In time, dogged determination turned up one soon-to-depart Ukrainian official who agreed to support HIID’s $6-million grant request to USAID for another cooperative agreement, to be granted without any pretense of competitive bidding, with a Kiev-based HIID. But why would any Ukrainian official volunteer to help a pair of foreign academic types to a place at the trough? Shall we count the frog skins? The more interesting question is who ponied up the cash. Soros, Aslund’s home nation of Sweden, a notorious provider of foreign aid tailored to U.S. political purposes, or Harvard?

When HIID’s request came to the attention of the congressional International Affairs Committee in December 1995, its chairman, Benjamin Gilman, a New York Republican, didn’t like the smell of it. Why was HIID receiving so much money on a noncompetitive basis? How had a 1992 $2 million grant for Russian “reform” grown to $57 million, $40 million of which was awarded on the basis of “national security,” thereby evading the competition for government contracts required by statute? What were they accomplishing? What was the point of establishing a similar program in Ukraine?

And why was billionaire George Soros so concerned that Harvard receives a USAID grant for Ukraine that he actually lobbied Congress on Sachs’s behalf?

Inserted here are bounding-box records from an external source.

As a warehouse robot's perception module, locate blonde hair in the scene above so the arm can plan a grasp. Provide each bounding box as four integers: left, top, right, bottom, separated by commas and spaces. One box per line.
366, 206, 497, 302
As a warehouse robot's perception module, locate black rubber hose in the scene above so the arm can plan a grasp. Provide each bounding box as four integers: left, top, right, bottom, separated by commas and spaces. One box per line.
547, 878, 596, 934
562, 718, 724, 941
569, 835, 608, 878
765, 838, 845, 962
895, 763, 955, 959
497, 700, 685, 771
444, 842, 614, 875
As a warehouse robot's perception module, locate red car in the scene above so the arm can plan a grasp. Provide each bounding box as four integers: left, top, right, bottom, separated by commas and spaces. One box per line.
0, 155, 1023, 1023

If Soros wanted Sachs to have $6 million, why didn’t he fork over the cash himself? He often does. He and Sachs had been an item since the late 1980s when they started mucking about together in Eastern Europe. The billionaire had long salted considerable funds throughout Moscow’s “reform” community with grants for study abroad and domestic training programs for privatization and securities markets development under the auspices of his Open Society Foundation. His money had provided funds for both Aslund’s and Sachs’s separate projects, and the billionaire himself shared an office with Jeffrey Sachs in Kiev. So was he simply trying to leverage his widely publicized philanthropy with public dollars?

Or was Soros attempting to take advantage of a nascent, under-developed market that was incapable of policing conflicts of interest? And was he being joined in that effort by Harvard University? In the summer of 1997, the trading desk of Harvard Management Corporation, which invests the university’s endowment, confirmed that they had been active investors for several years in the Russian bond and equities market. (In fact, the endowment was growing fat and sleek indeed thanks to what was not so much a bond market as a pass-through arrangement with triple-digit yields for which Moscow was merely an exotic, hosting venue to the U.S. government’s industrial-sized laundry service.) By late 1995, Soros and Harvard Management had any number of casual opportunities to exchange information with the publicly-funded Harvard reform insiders in Moscow and thereby gain privileged access to the sort of insider information investors prize.

In 1996 and 1997, the secret of insuring a good return from Russian stocks was to purchase shares before a company listed its shares as American Depository Receipts (ADRs) on the NYSE.[1] Of course, any ADR plans on the part of Russian enterprise would entail notifying the Federal Securities Commission (FSC) of the intended issuance as a first step, and the FSC was but one leg of an organizational triad in Moscow known as the Harvard Center, which included GKI, the privatization committee, and an outfit called ILBE – the Institute for a Law-Based Economy, which local wits quickly dubbed “the Institute for a Lobby-Based Economy.” Other matters of interest would concern the prospects for increased liquidity of Russian shares on the international markets, along with information concerning specific bond payments and alerts that would forewarn insiders of exactly when IMF funds available to pay out Russian bonds’ astronomical yields would run dry.